FAQs - Firewall Risk Report

1. Why do we need risk analysis report feature?

Firewalls are the keystone of your organizations network security and ensure the traffic flow that is needed for your business. Nowadays, networks are highly complex and dynamic and have accumulated thousands of rules across multi-vendor firewalls. So to ensure your network security, it is always essential to do a risk review of your network firewall policies.

2. How to find the risks that are associated with a specific rule?

Go to Rule management > Risk > Choose the device > Switch to 'Rules' tab > In the Show by rules view > Search for the specific rule and click on the Risk Count column to view the associated risks of that specific rule.

3. How to whitelist the rules that are listed under a specific risk Information?

Go to Rule management > Risk > Choose the device > Switch to rules tab > In the Show by risk view > Search for the specific risk information > click on it. Then, select the rules that need to be whitelisted and click on Mark False Positive button. The selected rules will be whitelisted from the specific risk information.

4. Where do I find the whitelisted risky rules details?

Go to Rule management > Risk > choose the device > Click on Exclude Rules icon, you can view the whitelisted risky rules, risk information details along with marked user details.

5. How to create a custom risk profile and apply it to a device?

Go to Rule Management > Risk > Custom Risk Profiles > Actions > Add Risk Profile. Then add risks from the Predefined/Custom Risks List and select the devices to associate with it. If you wish to set this profile as default for the selected devices, tick the check box"Set this profile as default for all selected devices." and proceed to save. Now users can view the associated risk profile for each device in the Summary andRules pages under the Risk Profiles dropdown.

6. How to add custom risk sections and evaluate the same in Risk report?

Go to Rule Management > Risk > Custom Risk Profiles > Actions > Add Custom Risk. Then add the risk name, severity of risk, description, and other required fields. Under Risk Criteria, add different criteria and define the pattern for risk evaluation, then save it. The newly created Custom Risk will now be listed under the Risk List.

Users can then add it to a Custom Profile, associate it with devices, and generate the risk report.

7. How can I quickly mark a profile as the default on devices?
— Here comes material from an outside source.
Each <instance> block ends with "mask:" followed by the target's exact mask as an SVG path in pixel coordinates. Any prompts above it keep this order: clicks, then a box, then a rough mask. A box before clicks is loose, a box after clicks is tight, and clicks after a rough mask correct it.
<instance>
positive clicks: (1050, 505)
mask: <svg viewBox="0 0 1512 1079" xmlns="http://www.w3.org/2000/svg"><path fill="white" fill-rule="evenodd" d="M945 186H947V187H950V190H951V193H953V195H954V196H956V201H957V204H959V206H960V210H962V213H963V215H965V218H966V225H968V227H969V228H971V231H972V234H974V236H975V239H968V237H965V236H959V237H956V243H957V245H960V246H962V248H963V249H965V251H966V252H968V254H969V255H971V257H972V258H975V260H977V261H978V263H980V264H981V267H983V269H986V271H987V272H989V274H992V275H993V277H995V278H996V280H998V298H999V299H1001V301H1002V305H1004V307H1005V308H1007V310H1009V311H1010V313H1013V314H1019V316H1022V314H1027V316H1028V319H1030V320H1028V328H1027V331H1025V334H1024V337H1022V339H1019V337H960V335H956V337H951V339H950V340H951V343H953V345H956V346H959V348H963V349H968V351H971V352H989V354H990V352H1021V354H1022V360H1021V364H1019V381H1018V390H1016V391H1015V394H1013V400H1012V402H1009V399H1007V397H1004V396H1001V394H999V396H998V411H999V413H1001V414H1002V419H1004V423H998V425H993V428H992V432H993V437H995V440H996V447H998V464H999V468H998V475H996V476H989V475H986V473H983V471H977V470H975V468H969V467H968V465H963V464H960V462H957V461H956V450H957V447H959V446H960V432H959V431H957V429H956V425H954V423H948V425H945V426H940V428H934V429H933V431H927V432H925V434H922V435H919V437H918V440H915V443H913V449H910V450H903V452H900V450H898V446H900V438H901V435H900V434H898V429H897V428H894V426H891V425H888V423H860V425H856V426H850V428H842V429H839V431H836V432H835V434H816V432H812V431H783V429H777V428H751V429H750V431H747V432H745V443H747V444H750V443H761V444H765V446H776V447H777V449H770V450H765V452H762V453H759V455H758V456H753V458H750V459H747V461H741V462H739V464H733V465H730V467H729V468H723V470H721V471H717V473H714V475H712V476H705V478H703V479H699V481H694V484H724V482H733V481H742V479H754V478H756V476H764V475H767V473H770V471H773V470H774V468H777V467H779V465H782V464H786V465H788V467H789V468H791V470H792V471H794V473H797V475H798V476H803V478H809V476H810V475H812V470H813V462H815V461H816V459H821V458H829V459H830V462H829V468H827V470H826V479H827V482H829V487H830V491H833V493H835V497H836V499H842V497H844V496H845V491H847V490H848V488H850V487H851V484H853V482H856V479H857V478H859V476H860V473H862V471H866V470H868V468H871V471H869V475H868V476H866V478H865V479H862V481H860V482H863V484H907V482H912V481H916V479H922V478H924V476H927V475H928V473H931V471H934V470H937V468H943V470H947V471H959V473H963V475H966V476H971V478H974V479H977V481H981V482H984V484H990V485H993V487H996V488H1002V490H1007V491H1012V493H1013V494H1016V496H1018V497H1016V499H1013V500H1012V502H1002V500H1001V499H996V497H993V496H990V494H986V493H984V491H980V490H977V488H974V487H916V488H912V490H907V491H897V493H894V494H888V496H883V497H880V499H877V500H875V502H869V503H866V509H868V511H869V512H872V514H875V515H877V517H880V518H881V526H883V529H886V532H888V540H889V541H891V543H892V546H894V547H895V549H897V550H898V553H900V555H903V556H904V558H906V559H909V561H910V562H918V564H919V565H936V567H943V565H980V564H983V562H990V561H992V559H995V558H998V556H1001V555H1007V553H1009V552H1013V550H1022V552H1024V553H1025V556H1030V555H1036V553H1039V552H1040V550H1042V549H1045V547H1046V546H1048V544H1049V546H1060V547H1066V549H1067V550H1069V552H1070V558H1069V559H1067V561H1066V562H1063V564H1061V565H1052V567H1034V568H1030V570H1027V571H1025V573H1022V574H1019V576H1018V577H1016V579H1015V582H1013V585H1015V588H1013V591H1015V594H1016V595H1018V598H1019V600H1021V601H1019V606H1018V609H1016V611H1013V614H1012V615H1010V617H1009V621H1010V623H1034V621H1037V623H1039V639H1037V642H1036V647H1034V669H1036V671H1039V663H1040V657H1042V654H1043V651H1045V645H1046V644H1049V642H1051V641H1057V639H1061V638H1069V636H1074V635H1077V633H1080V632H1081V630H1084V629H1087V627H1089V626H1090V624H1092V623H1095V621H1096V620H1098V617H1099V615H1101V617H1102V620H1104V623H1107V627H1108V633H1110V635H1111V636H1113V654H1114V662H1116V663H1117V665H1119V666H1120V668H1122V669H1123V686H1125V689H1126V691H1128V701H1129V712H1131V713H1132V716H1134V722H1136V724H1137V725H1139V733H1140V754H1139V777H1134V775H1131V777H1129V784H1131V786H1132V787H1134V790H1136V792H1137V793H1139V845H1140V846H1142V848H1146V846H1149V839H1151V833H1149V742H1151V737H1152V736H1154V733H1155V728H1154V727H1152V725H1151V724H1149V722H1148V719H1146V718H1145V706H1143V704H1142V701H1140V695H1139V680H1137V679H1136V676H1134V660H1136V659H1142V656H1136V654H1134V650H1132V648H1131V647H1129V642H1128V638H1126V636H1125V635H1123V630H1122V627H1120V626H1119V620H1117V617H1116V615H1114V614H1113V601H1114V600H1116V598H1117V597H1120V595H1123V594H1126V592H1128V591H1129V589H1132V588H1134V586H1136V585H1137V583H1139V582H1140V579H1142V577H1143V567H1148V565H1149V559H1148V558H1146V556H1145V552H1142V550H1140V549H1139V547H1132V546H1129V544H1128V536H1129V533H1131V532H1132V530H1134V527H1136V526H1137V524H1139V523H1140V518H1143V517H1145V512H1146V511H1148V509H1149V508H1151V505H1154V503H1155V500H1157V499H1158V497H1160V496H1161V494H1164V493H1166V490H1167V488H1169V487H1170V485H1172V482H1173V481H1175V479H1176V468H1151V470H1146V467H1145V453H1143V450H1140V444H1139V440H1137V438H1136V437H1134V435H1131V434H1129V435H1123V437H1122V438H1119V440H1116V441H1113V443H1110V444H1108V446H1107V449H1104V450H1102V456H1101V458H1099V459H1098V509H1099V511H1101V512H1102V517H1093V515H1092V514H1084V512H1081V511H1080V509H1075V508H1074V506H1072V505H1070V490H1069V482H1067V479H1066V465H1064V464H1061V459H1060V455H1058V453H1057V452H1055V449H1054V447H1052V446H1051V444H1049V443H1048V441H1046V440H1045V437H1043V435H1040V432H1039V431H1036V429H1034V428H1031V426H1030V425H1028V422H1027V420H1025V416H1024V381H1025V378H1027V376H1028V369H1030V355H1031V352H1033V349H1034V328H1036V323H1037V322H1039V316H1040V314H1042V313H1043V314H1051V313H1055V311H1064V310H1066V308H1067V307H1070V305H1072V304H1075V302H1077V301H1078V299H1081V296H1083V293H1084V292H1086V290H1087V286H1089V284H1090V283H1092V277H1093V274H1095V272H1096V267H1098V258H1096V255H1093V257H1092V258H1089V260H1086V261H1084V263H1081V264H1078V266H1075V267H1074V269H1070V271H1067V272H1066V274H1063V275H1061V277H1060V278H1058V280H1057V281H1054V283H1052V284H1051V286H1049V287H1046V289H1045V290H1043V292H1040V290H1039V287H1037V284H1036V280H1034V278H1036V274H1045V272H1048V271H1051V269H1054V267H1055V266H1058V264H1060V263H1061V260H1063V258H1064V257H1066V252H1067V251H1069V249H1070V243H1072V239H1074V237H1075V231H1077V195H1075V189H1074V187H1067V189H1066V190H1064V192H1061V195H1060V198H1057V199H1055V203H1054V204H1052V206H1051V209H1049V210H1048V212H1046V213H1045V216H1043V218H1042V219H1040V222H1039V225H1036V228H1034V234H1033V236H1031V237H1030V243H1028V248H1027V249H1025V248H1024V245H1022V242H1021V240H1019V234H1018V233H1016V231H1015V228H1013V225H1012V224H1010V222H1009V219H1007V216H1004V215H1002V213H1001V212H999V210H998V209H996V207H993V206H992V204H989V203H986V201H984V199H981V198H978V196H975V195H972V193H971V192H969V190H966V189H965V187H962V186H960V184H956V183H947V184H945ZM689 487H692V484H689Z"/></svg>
Go to Rule Management > Risk > Custom Risk Profiles > Actions > Set Default Risk Profile. Users can mark a profile as default for devices under either the Profile-based orDevice-based view and save the changes.

8. Is the risk report automatically generated?

Yes, the risk report is automatically generated for devices based on the applied default profile.

9. Which profiles are applied in the case of a device group?

For device groups, the risk report displays data based on the default profile applied to each individual device.